Mesmo quando a formação inicial é a definida pela lei, a responsabilidade por superar as deficiências recai sobre as iniciativas de formação continuada. Um exemplo são grandes iniciativas como o Pacto Nacional pela Alfabetização na Idade Certa (Pnaic), do Governo Federal, e o programa Ler e Escrever, do estado de São Paulo, que tratam de como professores dos anos iniciais do Ensino Fundamental podem ensinar leitura e escrita. "Pelas diretrizes curriculares nacionais de 2006, isso é missão dos cursos de pedagogia", afirma a professora.

A questão dos estágios

Outro aspecto problemático dos atuais cursos de formação de professores está na maneira como os estágios obrigatórios estão desenhados. Dentro do atual modelo, eles podem ser distribuídos em diversas disciplinas e serem baseados apenas em observações. "A lei de estágio é muito boa. As engenharias, a arquitetura, a usam bem. Por que na Educação é falado pro aluno: 'Olha, vai lá na escola, fala com alguém, e traz um relatório' que ninguém lê na maioria dos casos?", questiona Gatti.

Quem é Bernardete Gatti

É diretora vice-presidente da Fundação Carlos Chagas (FCC), responsável pelo setor de pesquisas e educação. Membro do Conselho Estadual de Educação de São Paulo. Foi consultora da UNESCO e produziu pesquisas e livros sobre a formação de professores no Brasil. Foi professora da Faculdade de Educação da USP e da Pontifícia Universidade Católica de São Paulo (PUC-SP).

As novas diretrizes para os cursos de licenciatura aumentam a carga horária de estágio para 400 horas. Para a palestrante, essas horam deveriam ser distribuídas ao longo do curso e articuladas às atividades de aprendizagem na universidade e a um projeto consolidado dentro da escola.

Alguns modelos inovadores já existem pelo país.
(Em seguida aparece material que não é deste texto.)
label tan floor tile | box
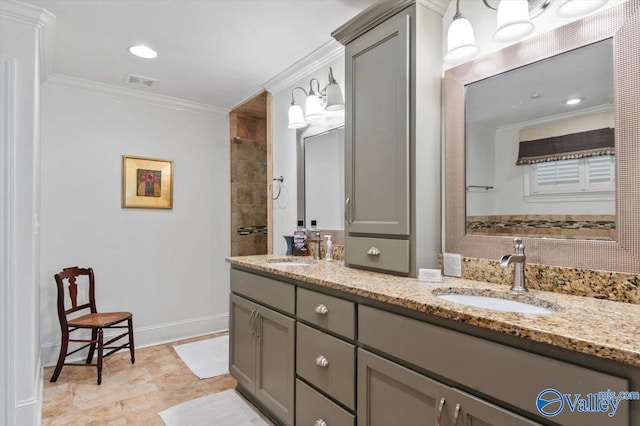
[71,368,158,410]
[43,332,236,426]
[42,402,126,426]
[42,383,76,418]
[124,410,164,426]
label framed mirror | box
[465,38,615,240]
[297,126,345,234]
[445,1,640,273]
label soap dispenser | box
[324,235,333,262]
[292,220,307,256]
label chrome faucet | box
[311,230,322,260]
[500,237,529,294]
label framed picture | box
[122,155,173,209]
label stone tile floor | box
[42,333,236,426]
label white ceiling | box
[23,0,375,108]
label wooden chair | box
[51,266,135,384]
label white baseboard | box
[15,358,44,426]
[41,312,229,366]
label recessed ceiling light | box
[129,44,158,59]
[564,98,582,105]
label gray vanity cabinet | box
[333,1,442,276]
[358,349,451,426]
[358,349,538,426]
[229,270,295,425]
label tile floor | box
[42,333,236,426]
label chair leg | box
[50,331,69,383]
[98,328,103,384]
[127,318,136,364]
[86,328,98,364]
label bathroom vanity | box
[228,255,640,426]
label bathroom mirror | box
[297,126,344,231]
[445,1,640,273]
[465,38,615,240]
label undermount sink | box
[436,293,555,314]
[267,258,311,266]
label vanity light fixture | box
[288,67,344,129]
[445,0,608,63]
[564,98,582,105]
[129,44,158,59]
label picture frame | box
[122,155,173,209]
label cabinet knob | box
[367,247,380,256]
[314,303,329,315]
[451,403,462,426]
[316,355,329,368]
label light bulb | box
[494,0,535,42]
[445,16,480,62]
[288,104,307,129]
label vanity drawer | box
[231,269,296,315]
[358,305,629,426]
[345,237,409,274]
[297,288,356,340]
[296,379,355,426]
[296,323,355,409]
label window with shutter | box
[525,155,615,197]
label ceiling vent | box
[124,74,158,87]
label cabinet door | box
[357,349,451,426]
[447,389,540,426]
[345,9,410,235]
[229,294,258,393]
[255,305,295,425]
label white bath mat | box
[159,390,268,426]
[173,336,229,379]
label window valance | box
[516,127,615,165]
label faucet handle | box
[513,237,524,254]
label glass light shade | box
[444,17,480,62]
[289,104,307,129]
[305,95,322,120]
[557,0,608,18]
[324,83,344,111]
[494,0,535,42]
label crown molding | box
[0,0,56,83]
[418,0,455,16]
[496,104,615,132]
[262,40,344,93]
[0,0,56,28]
[44,74,229,115]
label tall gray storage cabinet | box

É o caso das licenciaturas oferecidas pela Unesp de Rio Claro, no interior paulista. "Todo o estágio é baseado na ideia da interação intergeracional", explica Gatti. Estudantes de pedagogia são acompanhados pelos professores na escola onde realizam o estágio e tem um acompanhamento próximo dos docentes do Ensino Superior. Já na região de São Claro, a diretoria de ensino articula o trabalho junto às universidades locais. "Eles fazem uma programação de estágio, segundo alguns critérios, e com projeto para cada aluno. O professor que vai receber o aluno, no ano seguinte, já está preparado para recebê-lo e já sabe qual é a programação. Os coordenadores pedagógicos das escolas acompanham o estágio, e os professores da universidade vão uma vez por mês até elas", conta.